Pierre Constant propose, dans le cadre du cycle thématique "Un hiver amoureux" à la Maison de la Poésie, un spectacle atypique qui consiste à porter sur scène un texte quasi mythique de Jean Genet "Le funambule".

Nous avons rencontré Pierre Constant à la bibliothèque de la Maison de la Poésie, entre l'exposition "Le bleu de l'œil" consacré à Jean Genet et la petite salle Lautréamont dans laquelle il officie. Et officier semble le terme approprié pour ce texte qu'il porte avec lui et en lui depuis des années.


Je peux vous poser la question un peu abruptement car vous n'avez plus vingt ans, avez-vous connu Jean Genet ?

Pierre Constant : Je n'ai jamais connu Jean Genet. J'ai essayé pendant 20 ans, mais sans doute pas assez fortement, et je ne l'ai donc jamais rencontré. Mon rapport avec Jean Genet est simplement la découverte de sa littérature quand j'avais une trentaine d'années et, vers 32-33 ans, j'ai découvert "Le funambule" qui a été comme une lumière, une lumière vraiment éblouissante pour moi, à la fois comme texte sur le théâtre, sur la façon de faire le théâtre, de l'aborder, de le réfléchir, et puis, sur la façon de vivre, tout simplement. Sur les deux plans, le travail et la vie personnelle, et depuis ce moment-là, c'est-à-dire quasiment 3 siècles et demie puisque je n'ai plus 20 ans, ce texte est présent et j'essaie de le creuser de plus en plus, et, de plus en plus, je découvre des choses que peut être n'a-t-il pas voulu dire, que je m'invente, mais qui, je crois, sont dans le secret du texte, dans son mystère et dans sa clarté en même temps et j'aurai mis 40 ans à décaper, à polir, à m'éclairer.

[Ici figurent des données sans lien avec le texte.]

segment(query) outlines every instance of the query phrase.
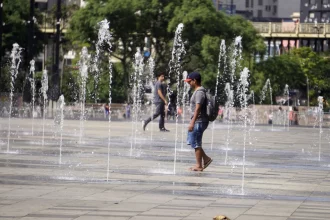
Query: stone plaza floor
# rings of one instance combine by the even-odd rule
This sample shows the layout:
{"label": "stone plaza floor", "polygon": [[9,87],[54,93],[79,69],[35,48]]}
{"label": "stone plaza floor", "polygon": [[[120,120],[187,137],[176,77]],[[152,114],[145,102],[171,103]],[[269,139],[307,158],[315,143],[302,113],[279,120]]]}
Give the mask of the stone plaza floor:
{"label": "stone plaza floor", "polygon": [[8,125],[0,118],[0,219],[330,219],[327,127],[210,124],[213,163],[193,172],[182,124],[86,121],[80,135],[66,120],[61,141],[53,120],[43,136],[42,119],[13,118],[9,144]]}

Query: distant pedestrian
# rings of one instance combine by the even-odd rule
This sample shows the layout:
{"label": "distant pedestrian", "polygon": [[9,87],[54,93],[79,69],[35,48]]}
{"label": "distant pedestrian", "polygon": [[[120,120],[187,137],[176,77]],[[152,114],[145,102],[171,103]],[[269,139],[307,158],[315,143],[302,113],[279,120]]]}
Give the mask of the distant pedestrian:
{"label": "distant pedestrian", "polygon": [[299,112],[298,112],[298,108],[295,106],[293,107],[293,124],[294,125],[299,125],[298,123],[298,116],[299,116]]}
{"label": "distant pedestrian", "polygon": [[273,112],[272,110],[269,110],[268,112],[268,124],[273,124]]}
{"label": "distant pedestrian", "polygon": [[289,107],[289,125],[293,125],[294,124],[294,111],[292,109],[292,107]]}
{"label": "distant pedestrian", "polygon": [[126,111],[126,119],[130,119],[131,118],[131,105],[129,103],[126,104],[125,111]]}
{"label": "distant pedestrian", "polygon": [[108,117],[109,116],[109,110],[110,110],[109,105],[108,104],[105,104],[105,106],[104,106],[105,117]]}
{"label": "distant pedestrian", "polygon": [[147,118],[146,120],[143,121],[142,127],[143,130],[146,130],[146,127],[149,122],[160,116],[159,118],[159,130],[163,132],[167,132],[165,128],[165,106],[167,106],[167,101],[166,101],[166,84],[163,83],[165,79],[165,73],[159,73],[157,75],[157,82],[155,84],[155,89],[154,89],[154,104],[156,106],[155,113],[152,117]]}
{"label": "distant pedestrian", "polygon": [[219,121],[221,121],[223,118],[223,108],[222,106],[219,106],[219,110],[218,110],[218,119]]}

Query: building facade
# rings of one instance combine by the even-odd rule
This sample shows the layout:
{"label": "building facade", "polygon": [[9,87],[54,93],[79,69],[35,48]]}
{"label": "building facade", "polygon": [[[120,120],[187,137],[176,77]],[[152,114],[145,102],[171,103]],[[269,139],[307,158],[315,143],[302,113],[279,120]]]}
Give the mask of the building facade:
{"label": "building facade", "polygon": [[[286,19],[300,11],[301,0],[213,0],[216,8],[232,5],[236,14],[251,20]],[[329,0],[330,1],[330,0]]]}
{"label": "building facade", "polygon": [[[61,0],[61,3],[64,5],[75,4],[83,7],[85,1],[83,0]],[[35,0],[36,8],[41,11],[51,10],[57,4],[57,0]]]}
{"label": "building facade", "polygon": [[[54,65],[55,60],[55,35],[56,35],[56,28],[55,23],[48,23],[49,22],[49,16],[51,16],[51,13],[49,13],[51,10],[56,8],[58,0],[35,0],[35,8],[37,8],[39,11],[43,14],[43,21],[40,25],[41,31],[43,34],[43,41],[46,42],[44,45],[42,53],[39,54],[39,56],[35,57],[35,65],[36,65],[36,71],[41,71],[43,69],[49,69],[51,71],[51,68],[48,66],[49,63],[52,63]],[[71,5],[75,4],[80,7],[84,6],[83,0],[61,0],[62,5]],[[55,22],[55,21],[54,21]],[[61,38],[61,37],[60,37]],[[63,65],[71,64],[71,61],[75,58],[75,53],[73,51],[69,51],[67,54],[63,55],[64,59],[63,62],[60,62],[60,69],[63,69]]]}
{"label": "building facade", "polygon": [[301,0],[300,22],[329,23],[330,0]]}

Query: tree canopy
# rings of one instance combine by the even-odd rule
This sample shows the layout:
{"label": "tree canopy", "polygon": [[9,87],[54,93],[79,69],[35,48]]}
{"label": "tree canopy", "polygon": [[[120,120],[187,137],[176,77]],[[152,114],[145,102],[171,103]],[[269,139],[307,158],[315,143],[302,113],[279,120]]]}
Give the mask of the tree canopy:
{"label": "tree canopy", "polygon": [[[112,56],[122,65],[124,84],[129,86],[132,59],[136,48],[155,55],[155,71],[168,70],[177,26],[184,24],[182,38],[186,56],[183,70],[200,70],[205,85],[214,87],[221,39],[244,38],[244,50],[250,54],[264,50],[262,39],[249,21],[216,11],[209,0],[87,0],[85,8],[74,13],[67,38],[73,47],[94,49],[97,23],[110,21]],[[145,37],[148,37],[146,44]],[[147,59],[147,57],[146,57]]]}
{"label": "tree canopy", "polygon": [[[20,74],[18,75],[18,82],[16,88],[18,91],[21,91],[23,88],[24,81],[24,72],[29,66],[30,60],[27,60],[27,51],[28,51],[28,36],[30,28],[29,19],[30,19],[30,7],[29,1],[26,0],[3,0],[3,27],[2,27],[2,50],[1,57],[2,64],[1,67],[4,71],[4,74],[1,75],[2,80],[0,81],[1,91],[9,91],[9,75],[5,74],[8,68],[8,61],[10,51],[13,48],[13,44],[17,43],[21,48],[23,48],[22,53],[22,63]],[[35,25],[33,30],[33,54],[30,54],[30,57],[33,57],[40,53],[42,50],[42,38],[41,31],[38,27],[38,23],[41,23],[40,13],[35,12]]]}
{"label": "tree canopy", "polygon": [[259,93],[266,80],[270,79],[274,96],[283,95],[287,84],[290,90],[300,90],[303,97],[307,98],[308,86],[311,103],[316,104],[318,95],[328,98],[329,72],[330,60],[327,57],[317,54],[309,47],[302,47],[257,64],[252,74],[252,89]]}

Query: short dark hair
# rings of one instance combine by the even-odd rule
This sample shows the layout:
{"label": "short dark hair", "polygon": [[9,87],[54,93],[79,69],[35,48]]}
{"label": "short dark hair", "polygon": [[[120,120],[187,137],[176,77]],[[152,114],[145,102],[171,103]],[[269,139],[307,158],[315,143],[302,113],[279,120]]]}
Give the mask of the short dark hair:
{"label": "short dark hair", "polygon": [[157,74],[156,74],[156,77],[158,78],[158,77],[160,77],[160,76],[165,76],[165,73],[164,72],[158,72]]}

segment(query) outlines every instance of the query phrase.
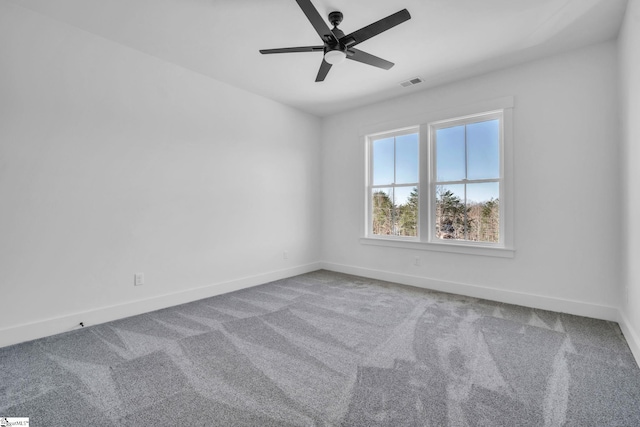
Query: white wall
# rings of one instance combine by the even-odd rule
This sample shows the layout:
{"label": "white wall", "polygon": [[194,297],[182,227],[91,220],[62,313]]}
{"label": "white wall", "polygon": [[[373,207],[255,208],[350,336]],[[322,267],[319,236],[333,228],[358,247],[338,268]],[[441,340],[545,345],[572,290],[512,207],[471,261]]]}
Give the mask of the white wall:
{"label": "white wall", "polygon": [[[435,60],[435,59],[434,59]],[[617,50],[595,45],[323,122],[328,268],[594,317],[619,306]],[[636,74],[637,75],[637,74]],[[513,259],[362,245],[364,141],[381,122],[514,96]],[[422,265],[413,265],[414,257]]]}
{"label": "white wall", "polygon": [[625,335],[633,337],[630,344],[640,360],[640,0],[629,1],[619,48],[625,230],[622,312],[628,329]]}
{"label": "white wall", "polygon": [[0,1],[0,346],[317,268],[319,133]]}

Quand vous avez découvert ce texte vous étiez déjà comédien et investi dans le théâtre ?

Pierre Constant : Oui car j'ai commencé à gagner ma vie dans le théâtre à l'âge de 16 ans, à Toulouse où je vivais à cette époque, et où j'ai commencé à la fois à apprendre et à travailler professionnellement.

Vous jouez ce texte de manière récurrente depuis que vous l'avez découvert ?

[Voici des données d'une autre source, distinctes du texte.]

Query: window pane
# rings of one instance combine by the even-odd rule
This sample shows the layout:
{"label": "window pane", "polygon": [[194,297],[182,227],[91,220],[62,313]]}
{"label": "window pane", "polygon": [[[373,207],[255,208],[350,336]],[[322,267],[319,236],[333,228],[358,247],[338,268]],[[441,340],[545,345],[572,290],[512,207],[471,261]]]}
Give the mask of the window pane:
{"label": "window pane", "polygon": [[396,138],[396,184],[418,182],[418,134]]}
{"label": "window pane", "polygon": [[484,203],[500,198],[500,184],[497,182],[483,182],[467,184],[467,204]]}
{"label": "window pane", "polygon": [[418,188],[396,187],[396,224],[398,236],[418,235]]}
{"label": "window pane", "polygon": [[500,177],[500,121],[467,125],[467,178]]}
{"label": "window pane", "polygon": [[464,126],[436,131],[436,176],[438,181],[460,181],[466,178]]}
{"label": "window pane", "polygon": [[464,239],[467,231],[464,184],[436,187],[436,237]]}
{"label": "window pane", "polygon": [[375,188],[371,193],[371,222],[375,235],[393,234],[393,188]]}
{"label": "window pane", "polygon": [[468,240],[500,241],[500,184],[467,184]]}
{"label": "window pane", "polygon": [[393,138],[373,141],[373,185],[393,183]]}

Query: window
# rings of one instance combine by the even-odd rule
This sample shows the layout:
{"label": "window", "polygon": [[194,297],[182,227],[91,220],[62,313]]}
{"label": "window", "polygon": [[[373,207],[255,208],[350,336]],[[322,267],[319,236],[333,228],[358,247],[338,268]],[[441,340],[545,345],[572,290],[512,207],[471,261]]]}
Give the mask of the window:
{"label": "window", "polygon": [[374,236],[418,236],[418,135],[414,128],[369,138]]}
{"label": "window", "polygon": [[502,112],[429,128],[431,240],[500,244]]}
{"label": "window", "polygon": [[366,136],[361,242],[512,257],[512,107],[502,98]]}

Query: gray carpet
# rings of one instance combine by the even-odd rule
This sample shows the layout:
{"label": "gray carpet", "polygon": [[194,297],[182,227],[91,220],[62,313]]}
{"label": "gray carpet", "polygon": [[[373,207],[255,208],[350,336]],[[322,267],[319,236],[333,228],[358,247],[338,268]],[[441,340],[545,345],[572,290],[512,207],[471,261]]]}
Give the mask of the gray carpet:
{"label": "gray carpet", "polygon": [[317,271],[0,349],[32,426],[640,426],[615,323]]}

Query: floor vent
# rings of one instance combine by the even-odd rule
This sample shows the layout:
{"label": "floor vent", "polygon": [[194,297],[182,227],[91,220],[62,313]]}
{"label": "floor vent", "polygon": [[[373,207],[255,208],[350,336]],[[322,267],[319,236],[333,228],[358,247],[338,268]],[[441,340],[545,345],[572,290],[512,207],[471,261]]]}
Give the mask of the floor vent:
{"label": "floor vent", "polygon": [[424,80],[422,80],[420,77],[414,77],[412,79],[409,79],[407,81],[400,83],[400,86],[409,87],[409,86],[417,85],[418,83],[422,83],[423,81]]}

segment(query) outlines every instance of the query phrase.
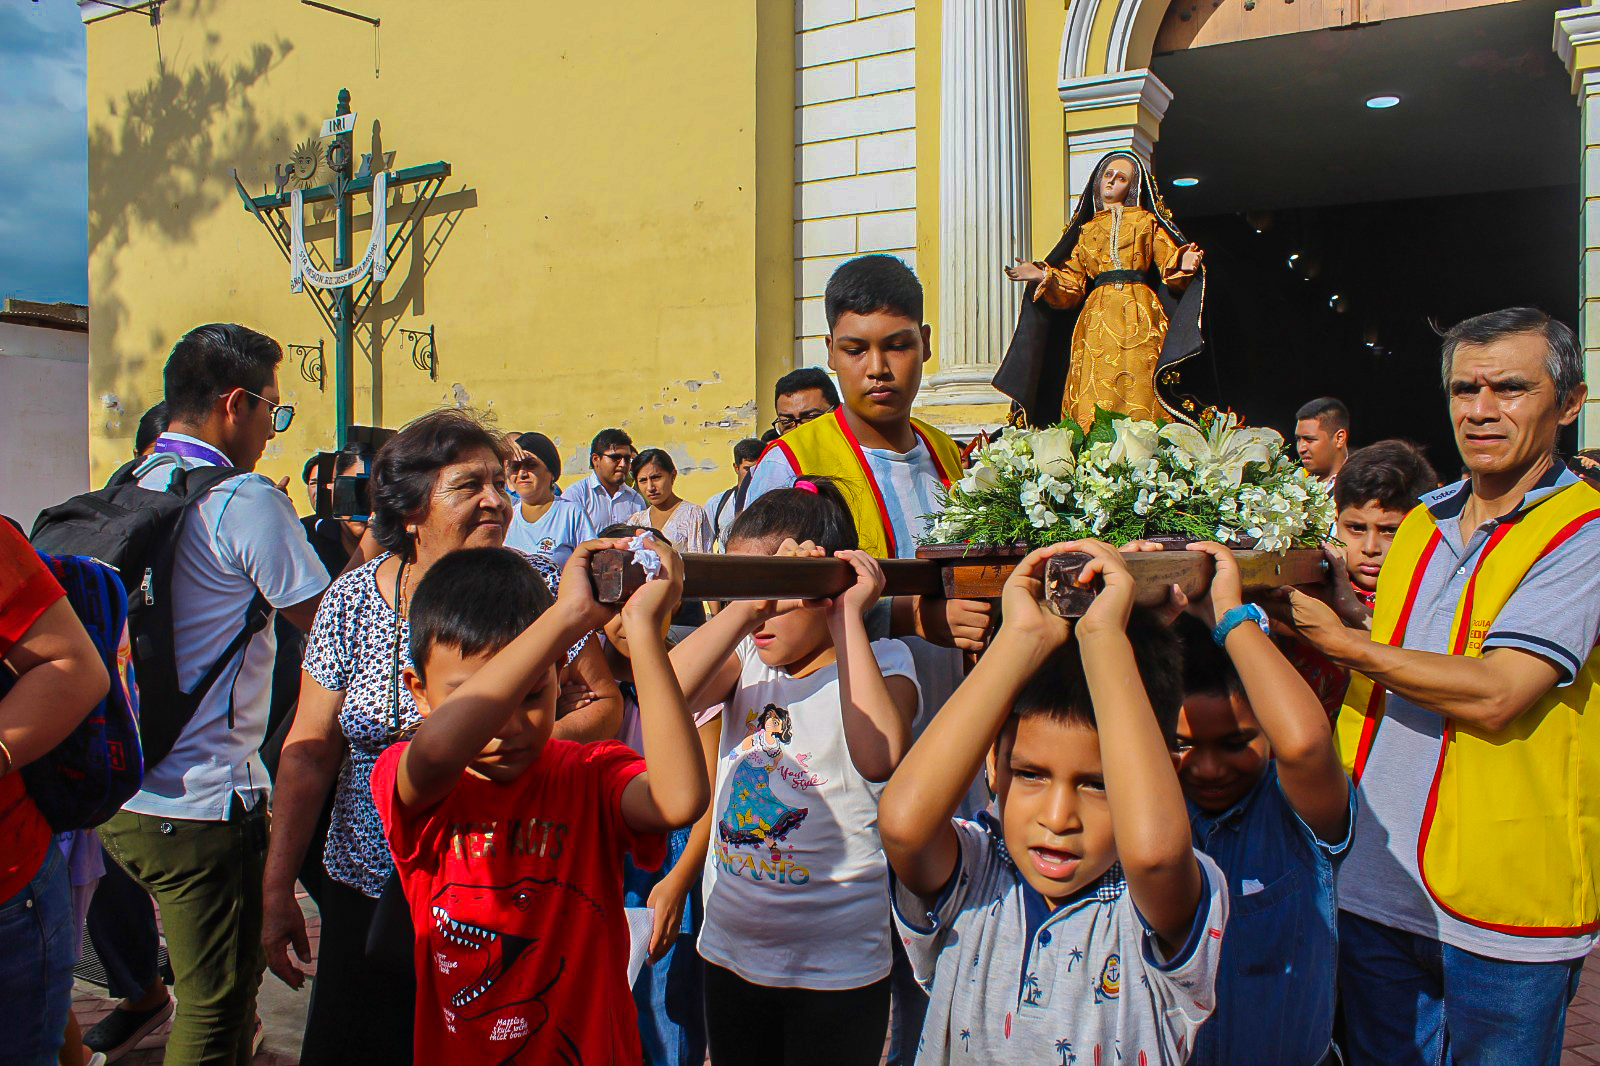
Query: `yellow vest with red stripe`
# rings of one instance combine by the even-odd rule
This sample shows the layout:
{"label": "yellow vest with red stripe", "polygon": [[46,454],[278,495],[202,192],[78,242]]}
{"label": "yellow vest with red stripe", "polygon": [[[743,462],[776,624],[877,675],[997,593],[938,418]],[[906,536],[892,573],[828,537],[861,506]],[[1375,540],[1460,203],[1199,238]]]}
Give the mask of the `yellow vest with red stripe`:
{"label": "yellow vest with red stripe", "polygon": [[[920,419],[911,420],[911,430],[927,446],[940,483],[949,488],[951,477],[961,471],[961,450],[956,442]],[[825,477],[838,484],[850,504],[862,551],[879,559],[898,558],[899,550],[910,554],[912,545],[895,542],[883,504],[883,489],[867,466],[861,443],[850,432],[843,407],[791,429],[767,445],[768,452],[774,449],[783,453],[796,474]],[[763,452],[762,458],[765,457]]]}
{"label": "yellow vest with red stripe", "polygon": [[[1496,527],[1456,604],[1453,655],[1483,640],[1529,569],[1588,522],[1600,492],[1569,485]],[[1372,639],[1399,646],[1440,533],[1426,507],[1406,516],[1378,577]],[[1552,610],[1559,605],[1551,604]],[[1338,739],[1357,782],[1381,728],[1384,689],[1351,673]],[[1417,837],[1423,886],[1447,913],[1520,936],[1600,928],[1600,651],[1506,729],[1444,719]]]}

Pierre Constant : Non, car pendant 20 ans, j'ai vainement essayé de rencontrer Jean Genet et, pendant tout ce temps, il a toujours refusé de me donner les droits pour mettre "Le funambule" à la scène et ce n'est qu'à sa mort en 1988 que j'ai pu le jouer et pour la première fois au Théâtre National de Strasbourg grâce à Jacques Lassalle qui en était le directeur, puis au Théâtre National de Chaillot. J'ai ensuite joué un peu partout en France et à l'étranger où j'ai fait une tournée. Je l'ai joué pratiquement pendant 10 années. Puis, je l'ai laissé reposer, sans l'oublier, pendant 10 années et je l'ai repris l'année dernière.

Ce texte est souvent présenté uniquement comme une ode au vrai funambule qu'était Abdallâh mais c'est aussi, comme vous venez de l'indiquer, un texte sur le théâtre et qui vous a éclairé en tant que comédien. Jean Genet écrivait pour le théâtre mais n'était pas comédien…

Pierre Constant : … il était comédien et martyr comme disait Jean-Paul Sartre avec humour….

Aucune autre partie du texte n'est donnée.